Long before Harry Potter acquired his invisibility cloak, scientists have been infatuated with the idea of inventing something that can hide objects .
In Harry Potter’s first year at Hogwarts, he is sent a special cloak that gives him the power of invisibility when worn. This cloak allows him to get up to all kinds of mischief, such as staying out after dark and going to certain areas of the castle where he’s forbidden to be. A real-life invisibility cloak would allow us to do much more than just sneak around school undetected (although this would be pretty cool) and could be used in the military, microscopy, biomedical sensing and energy harvesting devices.
There have been two recent proposals for different invisibility devices: the first works by concealing objects from different light frequencies, and the second uses antennas to make objects invisible to radars, although humans can still see it.
To understand how invisibility works, you first need to understand how light affects the way we see. Light works like waves. Out of the whole electromagnetic spectrum, we can only see light within a certain range of wavelengths and frequency, which we call visible light (other animals can see different wavelengths than we do). When we look at an object, we are looking at the light that is not absorbed by that object. For instance, green plants are green because they absorb all of the colours of the visible spectrum except the colour green (green wavelengths), and your mirror reflects all of the colours of visible light.

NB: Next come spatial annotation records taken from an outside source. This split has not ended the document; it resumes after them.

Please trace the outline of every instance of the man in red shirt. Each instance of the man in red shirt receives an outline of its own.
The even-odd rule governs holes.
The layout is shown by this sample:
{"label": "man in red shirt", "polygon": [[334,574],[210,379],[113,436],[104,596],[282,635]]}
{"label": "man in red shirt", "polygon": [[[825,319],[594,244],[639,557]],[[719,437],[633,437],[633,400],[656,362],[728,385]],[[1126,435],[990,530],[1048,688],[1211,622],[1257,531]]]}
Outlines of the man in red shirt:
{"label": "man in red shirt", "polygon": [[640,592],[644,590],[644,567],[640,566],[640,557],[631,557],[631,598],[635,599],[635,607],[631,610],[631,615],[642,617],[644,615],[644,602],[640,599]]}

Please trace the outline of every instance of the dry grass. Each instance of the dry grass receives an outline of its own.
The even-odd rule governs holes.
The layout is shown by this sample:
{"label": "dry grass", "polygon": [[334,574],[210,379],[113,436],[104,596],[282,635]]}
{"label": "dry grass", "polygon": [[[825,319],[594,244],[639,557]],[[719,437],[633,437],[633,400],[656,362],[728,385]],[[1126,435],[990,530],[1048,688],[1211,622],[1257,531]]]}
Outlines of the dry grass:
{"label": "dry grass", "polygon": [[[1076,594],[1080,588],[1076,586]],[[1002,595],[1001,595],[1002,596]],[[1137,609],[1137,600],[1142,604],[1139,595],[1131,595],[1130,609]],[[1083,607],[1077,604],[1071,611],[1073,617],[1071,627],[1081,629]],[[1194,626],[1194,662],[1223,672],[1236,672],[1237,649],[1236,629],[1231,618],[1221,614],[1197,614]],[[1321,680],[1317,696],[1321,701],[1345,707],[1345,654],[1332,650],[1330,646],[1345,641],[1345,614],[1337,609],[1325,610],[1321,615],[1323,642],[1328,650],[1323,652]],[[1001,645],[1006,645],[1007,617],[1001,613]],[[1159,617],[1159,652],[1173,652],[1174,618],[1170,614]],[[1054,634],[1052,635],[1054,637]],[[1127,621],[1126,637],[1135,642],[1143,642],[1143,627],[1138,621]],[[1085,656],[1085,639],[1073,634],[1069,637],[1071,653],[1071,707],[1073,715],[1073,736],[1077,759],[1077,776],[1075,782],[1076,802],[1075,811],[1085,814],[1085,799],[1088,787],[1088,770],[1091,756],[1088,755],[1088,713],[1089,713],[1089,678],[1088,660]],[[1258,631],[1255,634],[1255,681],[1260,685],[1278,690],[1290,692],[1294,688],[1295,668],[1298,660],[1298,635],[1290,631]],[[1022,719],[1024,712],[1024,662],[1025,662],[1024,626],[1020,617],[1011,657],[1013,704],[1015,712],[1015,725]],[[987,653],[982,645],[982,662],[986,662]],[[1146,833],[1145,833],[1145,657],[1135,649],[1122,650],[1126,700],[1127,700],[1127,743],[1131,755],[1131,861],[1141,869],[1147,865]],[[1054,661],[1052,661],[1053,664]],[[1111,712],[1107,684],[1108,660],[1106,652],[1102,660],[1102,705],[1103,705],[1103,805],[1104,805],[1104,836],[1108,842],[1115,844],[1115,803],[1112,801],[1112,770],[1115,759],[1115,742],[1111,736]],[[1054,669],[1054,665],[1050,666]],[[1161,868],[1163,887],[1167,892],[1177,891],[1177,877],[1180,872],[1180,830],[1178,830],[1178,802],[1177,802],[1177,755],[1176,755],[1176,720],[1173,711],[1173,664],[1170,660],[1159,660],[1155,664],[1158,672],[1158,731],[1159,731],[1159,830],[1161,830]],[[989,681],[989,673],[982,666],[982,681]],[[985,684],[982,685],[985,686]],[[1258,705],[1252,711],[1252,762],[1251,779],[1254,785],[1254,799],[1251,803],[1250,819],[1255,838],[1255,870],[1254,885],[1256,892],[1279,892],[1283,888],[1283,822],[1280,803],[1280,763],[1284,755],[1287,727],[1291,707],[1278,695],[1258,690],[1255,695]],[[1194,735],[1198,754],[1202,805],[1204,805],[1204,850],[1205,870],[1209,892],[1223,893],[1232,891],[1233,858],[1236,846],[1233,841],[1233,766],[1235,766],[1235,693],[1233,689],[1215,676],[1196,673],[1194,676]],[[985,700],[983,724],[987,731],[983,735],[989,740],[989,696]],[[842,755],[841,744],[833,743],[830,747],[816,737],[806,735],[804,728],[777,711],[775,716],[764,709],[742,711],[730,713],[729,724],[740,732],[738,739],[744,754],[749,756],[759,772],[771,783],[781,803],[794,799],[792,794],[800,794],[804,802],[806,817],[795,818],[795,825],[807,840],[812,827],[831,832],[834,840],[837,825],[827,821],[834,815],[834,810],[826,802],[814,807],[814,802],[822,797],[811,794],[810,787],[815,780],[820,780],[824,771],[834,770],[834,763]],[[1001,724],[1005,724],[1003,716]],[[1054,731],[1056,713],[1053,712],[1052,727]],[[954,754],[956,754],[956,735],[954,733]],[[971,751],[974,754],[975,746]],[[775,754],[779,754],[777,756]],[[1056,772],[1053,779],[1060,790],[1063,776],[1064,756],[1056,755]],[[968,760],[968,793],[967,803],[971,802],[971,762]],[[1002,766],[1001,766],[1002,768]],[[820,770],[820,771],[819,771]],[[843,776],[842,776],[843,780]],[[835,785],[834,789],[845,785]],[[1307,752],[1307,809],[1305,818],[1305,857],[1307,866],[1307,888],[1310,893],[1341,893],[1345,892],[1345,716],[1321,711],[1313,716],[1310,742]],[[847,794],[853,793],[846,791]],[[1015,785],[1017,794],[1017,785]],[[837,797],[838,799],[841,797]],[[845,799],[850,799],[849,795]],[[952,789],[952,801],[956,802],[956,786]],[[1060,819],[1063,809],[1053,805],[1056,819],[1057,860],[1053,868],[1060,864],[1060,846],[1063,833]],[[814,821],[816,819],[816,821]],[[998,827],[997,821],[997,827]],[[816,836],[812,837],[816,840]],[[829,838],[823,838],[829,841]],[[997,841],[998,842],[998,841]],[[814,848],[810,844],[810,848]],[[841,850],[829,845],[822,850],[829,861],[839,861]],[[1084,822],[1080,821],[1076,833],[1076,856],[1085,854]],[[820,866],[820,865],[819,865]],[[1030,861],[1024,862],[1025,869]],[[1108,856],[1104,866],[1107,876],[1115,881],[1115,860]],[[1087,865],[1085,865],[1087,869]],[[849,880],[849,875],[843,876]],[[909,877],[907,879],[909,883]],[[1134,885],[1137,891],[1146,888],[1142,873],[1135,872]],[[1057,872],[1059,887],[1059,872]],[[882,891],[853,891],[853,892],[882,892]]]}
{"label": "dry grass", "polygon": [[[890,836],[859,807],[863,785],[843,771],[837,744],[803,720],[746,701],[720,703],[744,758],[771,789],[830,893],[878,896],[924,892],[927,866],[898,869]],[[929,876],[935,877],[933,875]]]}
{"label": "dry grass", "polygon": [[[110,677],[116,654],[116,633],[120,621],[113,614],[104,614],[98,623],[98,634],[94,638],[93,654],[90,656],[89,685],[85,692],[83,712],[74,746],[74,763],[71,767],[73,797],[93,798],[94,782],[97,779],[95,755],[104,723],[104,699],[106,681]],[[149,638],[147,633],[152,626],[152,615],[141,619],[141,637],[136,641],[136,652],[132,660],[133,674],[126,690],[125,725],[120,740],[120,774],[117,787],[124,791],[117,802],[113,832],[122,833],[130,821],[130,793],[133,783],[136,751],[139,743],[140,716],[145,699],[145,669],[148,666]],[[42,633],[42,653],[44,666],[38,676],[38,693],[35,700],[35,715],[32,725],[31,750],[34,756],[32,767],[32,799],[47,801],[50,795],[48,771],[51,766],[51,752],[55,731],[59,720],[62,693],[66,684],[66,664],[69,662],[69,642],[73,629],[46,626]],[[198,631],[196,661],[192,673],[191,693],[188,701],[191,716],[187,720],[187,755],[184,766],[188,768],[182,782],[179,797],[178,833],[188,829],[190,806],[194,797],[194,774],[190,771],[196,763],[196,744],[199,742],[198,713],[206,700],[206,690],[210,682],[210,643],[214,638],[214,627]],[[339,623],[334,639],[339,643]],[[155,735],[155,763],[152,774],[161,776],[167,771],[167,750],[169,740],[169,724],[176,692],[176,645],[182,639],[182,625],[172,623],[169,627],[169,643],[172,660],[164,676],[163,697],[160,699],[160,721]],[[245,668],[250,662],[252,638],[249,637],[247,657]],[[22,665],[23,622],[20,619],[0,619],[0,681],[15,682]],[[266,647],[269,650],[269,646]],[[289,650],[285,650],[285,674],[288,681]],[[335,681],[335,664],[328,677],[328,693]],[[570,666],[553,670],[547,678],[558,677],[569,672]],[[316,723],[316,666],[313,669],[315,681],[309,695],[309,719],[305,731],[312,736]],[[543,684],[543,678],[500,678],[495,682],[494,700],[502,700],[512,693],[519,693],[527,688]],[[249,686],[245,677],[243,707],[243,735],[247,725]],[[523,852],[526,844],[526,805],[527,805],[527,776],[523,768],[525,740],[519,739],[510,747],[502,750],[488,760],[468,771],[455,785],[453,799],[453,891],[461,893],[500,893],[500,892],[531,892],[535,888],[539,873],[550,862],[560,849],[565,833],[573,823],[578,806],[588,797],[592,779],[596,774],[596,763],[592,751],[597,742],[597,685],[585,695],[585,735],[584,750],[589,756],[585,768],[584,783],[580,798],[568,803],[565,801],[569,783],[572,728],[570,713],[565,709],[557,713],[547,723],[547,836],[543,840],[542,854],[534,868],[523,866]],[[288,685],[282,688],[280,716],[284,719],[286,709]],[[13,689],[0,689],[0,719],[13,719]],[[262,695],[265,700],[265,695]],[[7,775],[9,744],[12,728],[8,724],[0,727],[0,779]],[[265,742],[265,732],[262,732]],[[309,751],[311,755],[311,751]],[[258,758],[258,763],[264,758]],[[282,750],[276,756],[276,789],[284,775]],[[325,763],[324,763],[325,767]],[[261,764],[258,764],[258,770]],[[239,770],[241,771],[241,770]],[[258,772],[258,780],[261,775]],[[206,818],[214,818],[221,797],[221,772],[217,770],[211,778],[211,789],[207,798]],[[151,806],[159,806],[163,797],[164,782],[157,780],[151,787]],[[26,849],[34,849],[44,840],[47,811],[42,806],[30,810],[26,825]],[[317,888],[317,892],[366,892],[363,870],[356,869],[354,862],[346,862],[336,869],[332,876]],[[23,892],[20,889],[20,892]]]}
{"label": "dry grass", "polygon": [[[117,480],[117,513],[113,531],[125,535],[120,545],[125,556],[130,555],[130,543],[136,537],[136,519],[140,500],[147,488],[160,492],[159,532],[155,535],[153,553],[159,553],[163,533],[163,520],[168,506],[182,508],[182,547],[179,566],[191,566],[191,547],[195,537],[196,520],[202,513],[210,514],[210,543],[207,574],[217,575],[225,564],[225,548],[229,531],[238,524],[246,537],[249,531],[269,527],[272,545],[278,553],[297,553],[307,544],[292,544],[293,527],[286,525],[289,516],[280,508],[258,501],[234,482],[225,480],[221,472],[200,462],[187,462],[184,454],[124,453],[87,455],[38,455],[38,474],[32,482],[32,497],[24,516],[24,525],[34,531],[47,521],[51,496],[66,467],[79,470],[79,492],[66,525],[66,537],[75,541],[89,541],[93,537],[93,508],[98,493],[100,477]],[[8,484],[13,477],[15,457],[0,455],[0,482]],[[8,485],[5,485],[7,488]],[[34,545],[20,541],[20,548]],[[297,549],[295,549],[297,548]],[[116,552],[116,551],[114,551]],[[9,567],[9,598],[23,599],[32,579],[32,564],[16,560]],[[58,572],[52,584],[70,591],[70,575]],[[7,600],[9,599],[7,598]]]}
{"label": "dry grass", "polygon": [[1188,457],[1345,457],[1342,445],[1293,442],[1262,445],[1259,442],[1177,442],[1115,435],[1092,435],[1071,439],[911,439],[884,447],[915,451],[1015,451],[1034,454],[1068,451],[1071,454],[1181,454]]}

Current invisibility cloaks work by redirecting types of radiation so that they bend around an object to make it invisible. However, this can only work at specific light frequencies at any one time, and can make other colours even more visible. For instance, if you make an object invisible to red light and it was illuminated by white light (which contains all the colours) the object would turn bright blue!
Scientists at the University of Texas have designed an electrically powered invisibility device that can hide objects over a wide range of light frequencies. “If you want to make an object transparent at all angles and over broad bandwidths, this is a good solution,” professor Andrea Alù, lead author on the study told BBC. “We are looking into realising this technology at the moment, but we are still at the early stages.”
However, the scientists admit that creating a fully functioning invisibility cloak is impossible. “If you suppress scattering n one range, you need to pay the price, with interest, in some other range,” professor Alù said.
This is why the second design is handy. Although it doesn’t make objects invisible to humans, by using small antennas that radiate radio waves that cancel out waves bouncing off the object, it makes the object invisible to radar. Radar (radio detection and ranging) is a system used to find objects, such as airplanes and submarines. This technology would therefore help hide military vehicles, but could also help in other ways, such as by cloaking structures that block mobile phone signals from passing through.
Although both designs don’t come anywhere close to Harry Potter’s cloak, scientists believe that invisibility is increasingly possible.
Key term [Electromagnetic Spectrum]
The electromagnetic spectrum is a range of all electromagnetic waves organised according to their frequency and wavelength. This includes gamma rays, microwaves, radio waves and visible light.